What is vidding?

I’ve written quite a bit on this blog about the artform of vidding, the particular genre of music-video remix that participants in media fandom have been honing for more than 30 years. The Organization for Transformative Works has been working to preserve that history in their Vidding History project; I recommend spending some time with the links there (including a bibliography) if you are interested in learning more. Francesca Coppa and Tisha Turk have done excellent work articulating the strategies vidders have developed for making meaning out of clips from TV and film and borrowed songs. Seah and Margie’s 2005 meta vid Walking on the Ground (scroll down for the vid) is also a great introduction to the history of vidding, conveniently provided in vid form.

Vids create artworks that are often also arguments, making their case for particular ways of seeing through instigating feeling in the viewer. They suture the borrowed images to the emotive force of particular pieces of music; the songs are by no means incidental. In many ways vids codify the emotional work songs do for us all in our everyday lives, engaging similar practices to those that Karen Tongson identifies around karaoke. Vids sometimes access existing musical connotations but more often make new ones. What they do that is, as far as I can tell, new is in the depth of meaning they can draw out of juxtaposition and listening. In a world where online video becomes ever more part of the background, vidders insist on total attention and multiple rewatches in order to make the full extent of their meaning clear. The depth of that meaning is easy to miss if you let the familiar images wash over you as you are probably accustomed to doing.

When I first got interested in fanvidding in 2008, I also began to make vids of my own. I now also encourage my students to experiment with the form; taking a media text apart is an incredible way to learn about it, and you develop a very different relationship to a piece of music when you use it to carry emotional and intellectual force that you are manipulating. It is also a practice that forces us to confront head on the differences between the ways we make meaning in a digitally mediated world that blurs the boundaries between production and consumption and the copyright laws and digital rights management procedures that govern what may count as a legitimate use.

Most vids are made out of love for a source text and a desire to spend more time with it.
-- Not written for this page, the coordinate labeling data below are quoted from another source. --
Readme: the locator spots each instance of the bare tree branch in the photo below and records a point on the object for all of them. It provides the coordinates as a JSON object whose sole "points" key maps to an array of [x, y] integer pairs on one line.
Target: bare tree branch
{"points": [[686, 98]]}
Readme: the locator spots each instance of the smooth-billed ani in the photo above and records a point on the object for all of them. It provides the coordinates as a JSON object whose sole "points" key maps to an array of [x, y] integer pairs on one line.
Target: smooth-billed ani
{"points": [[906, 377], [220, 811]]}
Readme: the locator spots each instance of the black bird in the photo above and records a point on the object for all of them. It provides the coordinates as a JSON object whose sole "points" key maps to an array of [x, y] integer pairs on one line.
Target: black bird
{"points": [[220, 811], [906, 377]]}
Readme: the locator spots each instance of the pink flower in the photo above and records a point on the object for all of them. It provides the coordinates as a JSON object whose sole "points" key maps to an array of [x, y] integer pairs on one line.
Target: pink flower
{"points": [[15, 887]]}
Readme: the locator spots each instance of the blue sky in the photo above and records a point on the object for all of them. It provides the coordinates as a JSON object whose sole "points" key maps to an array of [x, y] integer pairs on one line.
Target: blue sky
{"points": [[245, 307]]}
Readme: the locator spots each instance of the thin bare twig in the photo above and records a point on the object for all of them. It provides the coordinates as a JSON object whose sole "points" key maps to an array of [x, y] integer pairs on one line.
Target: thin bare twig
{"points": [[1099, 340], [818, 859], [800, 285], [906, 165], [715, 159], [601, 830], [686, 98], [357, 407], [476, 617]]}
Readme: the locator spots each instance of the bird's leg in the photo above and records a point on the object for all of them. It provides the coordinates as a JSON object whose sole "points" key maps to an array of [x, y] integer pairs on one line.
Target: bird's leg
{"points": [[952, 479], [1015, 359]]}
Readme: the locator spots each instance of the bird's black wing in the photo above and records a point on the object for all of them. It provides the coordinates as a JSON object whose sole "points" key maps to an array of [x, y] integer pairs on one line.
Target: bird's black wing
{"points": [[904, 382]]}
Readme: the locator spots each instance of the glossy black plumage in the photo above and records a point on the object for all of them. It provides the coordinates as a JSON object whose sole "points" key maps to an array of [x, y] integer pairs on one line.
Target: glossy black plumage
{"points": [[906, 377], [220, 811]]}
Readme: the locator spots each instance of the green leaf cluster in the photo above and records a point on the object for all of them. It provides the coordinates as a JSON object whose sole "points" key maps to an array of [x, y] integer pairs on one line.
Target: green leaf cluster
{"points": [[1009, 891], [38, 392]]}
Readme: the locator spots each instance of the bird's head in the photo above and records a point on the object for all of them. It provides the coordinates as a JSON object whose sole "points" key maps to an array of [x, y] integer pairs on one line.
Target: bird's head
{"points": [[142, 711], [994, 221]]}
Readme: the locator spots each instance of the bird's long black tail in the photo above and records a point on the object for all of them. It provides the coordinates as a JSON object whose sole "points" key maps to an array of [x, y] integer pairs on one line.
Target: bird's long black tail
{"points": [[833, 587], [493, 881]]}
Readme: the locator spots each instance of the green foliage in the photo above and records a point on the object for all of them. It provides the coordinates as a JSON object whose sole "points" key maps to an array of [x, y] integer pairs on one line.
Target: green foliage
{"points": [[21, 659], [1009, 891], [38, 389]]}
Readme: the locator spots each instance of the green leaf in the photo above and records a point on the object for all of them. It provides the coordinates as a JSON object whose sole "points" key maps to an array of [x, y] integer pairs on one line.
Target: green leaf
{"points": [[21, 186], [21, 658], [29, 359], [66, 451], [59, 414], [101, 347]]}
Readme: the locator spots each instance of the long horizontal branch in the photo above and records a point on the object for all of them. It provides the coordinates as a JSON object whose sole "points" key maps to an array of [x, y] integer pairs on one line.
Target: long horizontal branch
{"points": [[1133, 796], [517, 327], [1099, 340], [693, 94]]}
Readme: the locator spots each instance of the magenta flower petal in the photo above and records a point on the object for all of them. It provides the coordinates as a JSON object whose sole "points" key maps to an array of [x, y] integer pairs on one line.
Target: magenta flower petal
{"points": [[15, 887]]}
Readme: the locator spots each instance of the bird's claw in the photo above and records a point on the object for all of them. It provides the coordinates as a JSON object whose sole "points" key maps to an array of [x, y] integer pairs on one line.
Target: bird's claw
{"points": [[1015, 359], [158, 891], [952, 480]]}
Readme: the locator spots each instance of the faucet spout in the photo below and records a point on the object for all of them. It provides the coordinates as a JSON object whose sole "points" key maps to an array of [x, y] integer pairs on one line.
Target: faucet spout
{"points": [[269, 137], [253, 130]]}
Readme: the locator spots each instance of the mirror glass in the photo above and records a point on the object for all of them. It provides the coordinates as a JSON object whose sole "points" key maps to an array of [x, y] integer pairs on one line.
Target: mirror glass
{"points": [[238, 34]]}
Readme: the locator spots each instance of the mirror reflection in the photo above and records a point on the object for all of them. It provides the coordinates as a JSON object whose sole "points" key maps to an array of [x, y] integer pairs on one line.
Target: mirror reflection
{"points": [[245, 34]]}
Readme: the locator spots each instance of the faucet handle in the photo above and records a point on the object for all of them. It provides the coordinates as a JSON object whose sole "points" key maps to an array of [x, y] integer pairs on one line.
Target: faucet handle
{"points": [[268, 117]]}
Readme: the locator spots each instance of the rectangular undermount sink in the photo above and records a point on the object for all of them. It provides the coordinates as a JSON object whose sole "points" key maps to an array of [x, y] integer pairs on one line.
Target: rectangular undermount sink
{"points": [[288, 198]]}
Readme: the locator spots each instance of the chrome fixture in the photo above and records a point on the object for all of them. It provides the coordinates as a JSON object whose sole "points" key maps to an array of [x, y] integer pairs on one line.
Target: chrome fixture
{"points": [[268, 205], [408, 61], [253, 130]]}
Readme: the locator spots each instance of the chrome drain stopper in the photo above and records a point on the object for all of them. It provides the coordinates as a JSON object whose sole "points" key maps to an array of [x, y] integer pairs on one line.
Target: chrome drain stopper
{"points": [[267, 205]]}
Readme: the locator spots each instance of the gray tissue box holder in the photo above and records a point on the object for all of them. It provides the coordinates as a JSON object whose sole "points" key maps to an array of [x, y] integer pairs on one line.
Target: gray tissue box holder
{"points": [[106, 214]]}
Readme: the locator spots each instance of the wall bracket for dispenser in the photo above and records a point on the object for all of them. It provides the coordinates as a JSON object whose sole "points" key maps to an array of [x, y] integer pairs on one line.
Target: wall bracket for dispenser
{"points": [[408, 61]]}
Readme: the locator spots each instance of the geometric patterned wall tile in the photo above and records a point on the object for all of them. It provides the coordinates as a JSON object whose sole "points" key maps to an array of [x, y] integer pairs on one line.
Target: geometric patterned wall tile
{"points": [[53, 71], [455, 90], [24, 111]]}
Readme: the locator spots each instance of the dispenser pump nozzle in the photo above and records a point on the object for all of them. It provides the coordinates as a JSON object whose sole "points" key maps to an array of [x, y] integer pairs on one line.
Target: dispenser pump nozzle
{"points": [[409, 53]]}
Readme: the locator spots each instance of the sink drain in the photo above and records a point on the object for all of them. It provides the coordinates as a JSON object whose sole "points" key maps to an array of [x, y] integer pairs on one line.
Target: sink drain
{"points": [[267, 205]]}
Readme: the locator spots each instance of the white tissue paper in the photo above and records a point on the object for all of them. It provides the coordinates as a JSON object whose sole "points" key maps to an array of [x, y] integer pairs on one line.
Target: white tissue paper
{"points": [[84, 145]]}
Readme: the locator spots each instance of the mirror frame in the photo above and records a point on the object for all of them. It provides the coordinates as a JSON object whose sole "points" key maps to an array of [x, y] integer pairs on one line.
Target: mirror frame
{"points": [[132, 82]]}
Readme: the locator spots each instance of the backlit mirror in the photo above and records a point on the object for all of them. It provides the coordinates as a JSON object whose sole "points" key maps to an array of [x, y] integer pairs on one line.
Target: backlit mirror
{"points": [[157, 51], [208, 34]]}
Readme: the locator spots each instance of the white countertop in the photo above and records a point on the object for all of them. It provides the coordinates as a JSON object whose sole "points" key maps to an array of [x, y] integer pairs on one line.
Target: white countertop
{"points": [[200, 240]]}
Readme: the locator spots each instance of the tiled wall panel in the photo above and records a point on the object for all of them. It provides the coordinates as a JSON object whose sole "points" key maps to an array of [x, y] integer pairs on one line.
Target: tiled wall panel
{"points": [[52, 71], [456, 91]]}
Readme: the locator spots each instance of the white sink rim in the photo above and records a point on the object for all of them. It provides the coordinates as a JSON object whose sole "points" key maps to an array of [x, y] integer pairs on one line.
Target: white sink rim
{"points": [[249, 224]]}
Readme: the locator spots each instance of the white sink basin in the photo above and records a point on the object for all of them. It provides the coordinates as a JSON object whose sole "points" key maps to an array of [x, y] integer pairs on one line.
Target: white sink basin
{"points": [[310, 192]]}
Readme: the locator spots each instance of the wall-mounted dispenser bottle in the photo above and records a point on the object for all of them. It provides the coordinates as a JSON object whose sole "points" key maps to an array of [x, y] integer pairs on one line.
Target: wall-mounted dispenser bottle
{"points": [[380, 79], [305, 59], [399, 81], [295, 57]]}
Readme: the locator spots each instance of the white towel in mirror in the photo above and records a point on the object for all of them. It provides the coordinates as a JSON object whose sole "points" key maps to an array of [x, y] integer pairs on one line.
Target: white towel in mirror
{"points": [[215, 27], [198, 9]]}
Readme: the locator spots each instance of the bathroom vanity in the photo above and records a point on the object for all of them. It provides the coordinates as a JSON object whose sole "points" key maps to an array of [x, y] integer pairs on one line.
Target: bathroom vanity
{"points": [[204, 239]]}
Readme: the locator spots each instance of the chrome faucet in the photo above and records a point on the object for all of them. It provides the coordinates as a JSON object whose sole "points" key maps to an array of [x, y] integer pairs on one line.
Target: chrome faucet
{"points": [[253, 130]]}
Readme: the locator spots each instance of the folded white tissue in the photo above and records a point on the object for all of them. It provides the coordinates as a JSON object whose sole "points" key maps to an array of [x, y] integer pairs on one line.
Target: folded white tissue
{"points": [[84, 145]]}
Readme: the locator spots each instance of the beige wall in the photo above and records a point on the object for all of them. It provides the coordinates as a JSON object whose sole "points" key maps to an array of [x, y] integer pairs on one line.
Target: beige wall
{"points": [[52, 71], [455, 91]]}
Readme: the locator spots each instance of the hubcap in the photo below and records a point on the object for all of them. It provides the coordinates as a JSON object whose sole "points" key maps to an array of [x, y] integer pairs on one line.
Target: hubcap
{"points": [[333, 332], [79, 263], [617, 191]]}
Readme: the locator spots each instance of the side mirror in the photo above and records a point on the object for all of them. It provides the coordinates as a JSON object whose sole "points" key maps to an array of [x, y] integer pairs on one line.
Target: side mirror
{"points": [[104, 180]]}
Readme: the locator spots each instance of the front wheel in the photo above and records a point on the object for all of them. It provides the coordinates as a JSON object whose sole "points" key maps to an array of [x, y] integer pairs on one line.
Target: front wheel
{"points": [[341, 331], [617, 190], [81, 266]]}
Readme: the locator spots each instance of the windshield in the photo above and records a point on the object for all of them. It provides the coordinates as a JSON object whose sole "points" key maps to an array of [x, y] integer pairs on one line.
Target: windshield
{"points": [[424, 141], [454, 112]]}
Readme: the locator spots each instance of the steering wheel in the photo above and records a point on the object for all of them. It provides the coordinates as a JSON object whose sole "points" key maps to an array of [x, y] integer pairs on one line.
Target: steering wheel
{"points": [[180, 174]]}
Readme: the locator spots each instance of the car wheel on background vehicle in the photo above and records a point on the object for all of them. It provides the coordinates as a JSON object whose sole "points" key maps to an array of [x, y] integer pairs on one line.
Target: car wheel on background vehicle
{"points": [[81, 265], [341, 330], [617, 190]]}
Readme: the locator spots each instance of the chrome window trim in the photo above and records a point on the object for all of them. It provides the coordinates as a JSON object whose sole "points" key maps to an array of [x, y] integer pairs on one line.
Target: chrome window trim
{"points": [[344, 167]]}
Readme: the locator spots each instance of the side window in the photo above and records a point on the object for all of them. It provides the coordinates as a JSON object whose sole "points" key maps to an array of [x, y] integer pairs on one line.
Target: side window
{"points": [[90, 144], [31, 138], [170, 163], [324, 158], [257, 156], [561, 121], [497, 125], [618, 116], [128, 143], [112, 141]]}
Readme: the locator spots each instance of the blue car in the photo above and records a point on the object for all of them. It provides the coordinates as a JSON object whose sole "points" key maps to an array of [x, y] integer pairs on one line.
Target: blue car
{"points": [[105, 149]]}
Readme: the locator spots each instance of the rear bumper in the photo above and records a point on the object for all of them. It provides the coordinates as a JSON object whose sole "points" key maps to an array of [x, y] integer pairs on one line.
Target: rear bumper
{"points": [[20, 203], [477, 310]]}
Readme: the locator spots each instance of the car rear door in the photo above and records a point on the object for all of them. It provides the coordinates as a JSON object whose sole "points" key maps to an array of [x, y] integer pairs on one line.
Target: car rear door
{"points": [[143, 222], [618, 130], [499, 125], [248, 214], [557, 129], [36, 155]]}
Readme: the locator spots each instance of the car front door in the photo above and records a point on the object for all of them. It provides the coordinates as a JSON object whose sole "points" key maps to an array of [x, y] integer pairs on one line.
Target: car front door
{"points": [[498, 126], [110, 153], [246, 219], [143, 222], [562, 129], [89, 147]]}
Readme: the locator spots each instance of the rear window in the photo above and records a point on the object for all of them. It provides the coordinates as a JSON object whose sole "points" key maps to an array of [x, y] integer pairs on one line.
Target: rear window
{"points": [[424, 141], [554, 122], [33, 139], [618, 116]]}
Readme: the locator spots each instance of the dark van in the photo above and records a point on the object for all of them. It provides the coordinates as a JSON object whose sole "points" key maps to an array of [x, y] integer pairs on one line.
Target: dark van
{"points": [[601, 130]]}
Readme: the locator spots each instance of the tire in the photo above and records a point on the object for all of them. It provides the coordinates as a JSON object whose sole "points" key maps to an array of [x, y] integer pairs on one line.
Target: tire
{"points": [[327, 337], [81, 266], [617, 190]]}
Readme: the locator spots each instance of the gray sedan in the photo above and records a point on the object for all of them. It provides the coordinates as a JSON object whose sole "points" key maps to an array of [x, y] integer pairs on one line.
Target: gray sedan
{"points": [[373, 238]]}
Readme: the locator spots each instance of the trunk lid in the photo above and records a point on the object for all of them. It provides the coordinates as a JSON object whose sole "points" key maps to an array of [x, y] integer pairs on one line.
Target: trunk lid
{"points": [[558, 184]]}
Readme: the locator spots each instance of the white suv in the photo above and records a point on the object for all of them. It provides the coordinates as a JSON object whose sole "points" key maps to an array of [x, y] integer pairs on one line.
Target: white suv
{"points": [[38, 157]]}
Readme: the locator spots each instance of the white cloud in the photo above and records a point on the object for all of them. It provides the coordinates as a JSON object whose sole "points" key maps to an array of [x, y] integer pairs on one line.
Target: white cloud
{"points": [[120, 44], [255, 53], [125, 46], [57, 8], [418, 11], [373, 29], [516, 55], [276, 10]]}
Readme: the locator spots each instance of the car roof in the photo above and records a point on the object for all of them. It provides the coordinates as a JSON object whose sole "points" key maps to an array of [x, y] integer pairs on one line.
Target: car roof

The vids that I have made tend (though not exclusively) to be motivated more by critique, by a desire to speculatively remake source texts into the stories and critical narratives I read in and through them. Vidding and academic writing feel like very similar processes to me; in both cases, I have texts I want to draw on and an interpretation I want to get across. The music in a vid works a little like the theoretical framing of a critical essay, I think. Sometimes it casts light on what the vid says in a very straightforward way––but just as, in the best works of literary or media criticism, the specific analysis also changes the way you approach the theory, a good vid’s imagery affects your perspective on the song it used ever after.

Vids, like most scholarly essays, don’t stand alone. They appear as part of a dense network of fan production, showcasing particular images in context. In the future, I hope to do more of what I’ve started to think of as scholarly vidding, using the form to connect to allusions beyond the fannish ones. The vids I have made all do this to some degree, although they are also often connected to specific networks of fan production.